One of Ulvestad’s missions is to try to help everyone move away from the ‘war’ metaphor when talking about microbes (as in headlines like ‘doctors defeat invasion of deadly bugs’). This pervasive metaphor in medicine arose in the nineteenth century, largely because most researchers were doctors, and they focused almost exclusively on the bacteria that cause diseases. He reminds us that at least one of the great early immunologists – the Russian, Ilya Mechnikov – was more concerned with studying how competition and co-operation were finely balanced in biology. More than a century after Mechnikov, this perspective has become almost universal in evolutionary and biological studies. A modern evolutionary view does not see any organisms – from viruses to humans – as intrinsically good or bad, but applies scientific curiosity in order to establish how hosts and infectious agents negotiate relationships along a scale from lethal hostility to symbiotic harmony.

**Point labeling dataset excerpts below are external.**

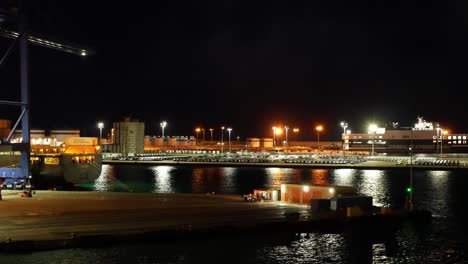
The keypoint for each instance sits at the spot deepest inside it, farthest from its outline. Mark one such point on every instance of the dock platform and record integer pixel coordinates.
(63, 219)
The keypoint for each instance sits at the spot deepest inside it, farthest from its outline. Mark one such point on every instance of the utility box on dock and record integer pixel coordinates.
(363, 202)
(319, 205)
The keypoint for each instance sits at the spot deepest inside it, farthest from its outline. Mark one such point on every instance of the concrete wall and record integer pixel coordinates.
(129, 137)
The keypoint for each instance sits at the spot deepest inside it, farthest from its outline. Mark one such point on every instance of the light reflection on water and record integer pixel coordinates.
(163, 179)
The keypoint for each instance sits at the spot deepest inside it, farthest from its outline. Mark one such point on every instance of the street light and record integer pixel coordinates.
(410, 190)
(229, 131)
(444, 132)
(344, 125)
(163, 124)
(203, 134)
(222, 143)
(373, 129)
(211, 132)
(318, 128)
(197, 130)
(100, 126)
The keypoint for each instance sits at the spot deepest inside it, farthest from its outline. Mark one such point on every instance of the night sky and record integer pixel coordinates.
(246, 64)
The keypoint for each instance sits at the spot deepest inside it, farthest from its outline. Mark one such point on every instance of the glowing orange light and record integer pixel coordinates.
(279, 131)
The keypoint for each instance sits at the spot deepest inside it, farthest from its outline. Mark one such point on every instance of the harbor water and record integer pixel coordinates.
(441, 241)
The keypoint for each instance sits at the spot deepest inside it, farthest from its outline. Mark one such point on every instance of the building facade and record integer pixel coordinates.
(128, 137)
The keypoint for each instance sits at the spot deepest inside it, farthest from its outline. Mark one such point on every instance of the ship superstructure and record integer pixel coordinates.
(424, 137)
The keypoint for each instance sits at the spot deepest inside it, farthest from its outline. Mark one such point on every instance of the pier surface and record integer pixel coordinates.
(61, 219)
(61, 215)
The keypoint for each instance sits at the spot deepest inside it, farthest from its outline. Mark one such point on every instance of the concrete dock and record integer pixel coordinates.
(61, 219)
(61, 215)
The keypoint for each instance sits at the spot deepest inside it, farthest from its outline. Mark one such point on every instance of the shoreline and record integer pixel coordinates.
(362, 165)
(68, 219)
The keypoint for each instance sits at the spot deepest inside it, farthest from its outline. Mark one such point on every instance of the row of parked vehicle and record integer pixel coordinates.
(440, 162)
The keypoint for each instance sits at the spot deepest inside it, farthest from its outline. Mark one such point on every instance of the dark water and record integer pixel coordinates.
(442, 241)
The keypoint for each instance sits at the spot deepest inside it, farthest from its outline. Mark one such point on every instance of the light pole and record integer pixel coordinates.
(274, 137)
(222, 143)
(296, 131)
(163, 124)
(229, 131)
(410, 190)
(372, 130)
(344, 125)
(318, 128)
(442, 133)
(100, 126)
(211, 139)
(197, 130)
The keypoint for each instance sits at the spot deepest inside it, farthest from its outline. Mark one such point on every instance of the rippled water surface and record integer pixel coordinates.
(442, 241)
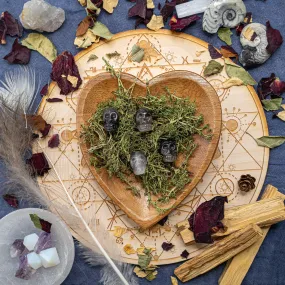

Ulvestad writes: ‘As scientists, we need to acknowledge the fact that we are only studying a brief interlude of biological time, which represents the current trade-offs reached by contemporary organisms subject to a number of evolutionary forces… These forces are still acting to diversify and complicate the biological processes, and the results of the trade-offs reached will be the challenges encountered by future scientists.’
If Ulvestad is right, the view that doctors often have of themselves as heroic warriors has surely run its course. We need to start thinking about infectious diseases, and maybe all diseases, not in terms of the battlefield but in the kind of mature, ecologically informed view that he sets out. A hopeful development in this respect in the Human Microbiome Project, which aims to identify all the groups of microbes on the human body, and to analyse their roles in health human functioning and development. Many of our health-giving microbes have never been isolated or grown in laboratories before. One outcome of this project has been to establish that that there is a remarkable diversity of organisms among healthy people, with each of us bearing a relatively unique ‘microbiome’ alongside our unique genome. While some microbiomes may turn out to be associated with particular diseases or syndromes, others may confer protection.
Every generation of doctors and scientists is inclined to regard itself as having reached a pinnacle of understanding. We incline rather easily to the belief that our overall framework for understanding the world has been perfected, and it is only the details that remain to be filled in. Ulvestad’s view has the potential to shake this complacency for the next generation of medical researchers and clinicians. If the last fifty years has been the age of the genome, we may be about to enter the era of the microbiome, when we start to pay respect not only to ourselves, but also to the far more ancient, numerous, adaptable and largely collaborative microbes on which our existence depends.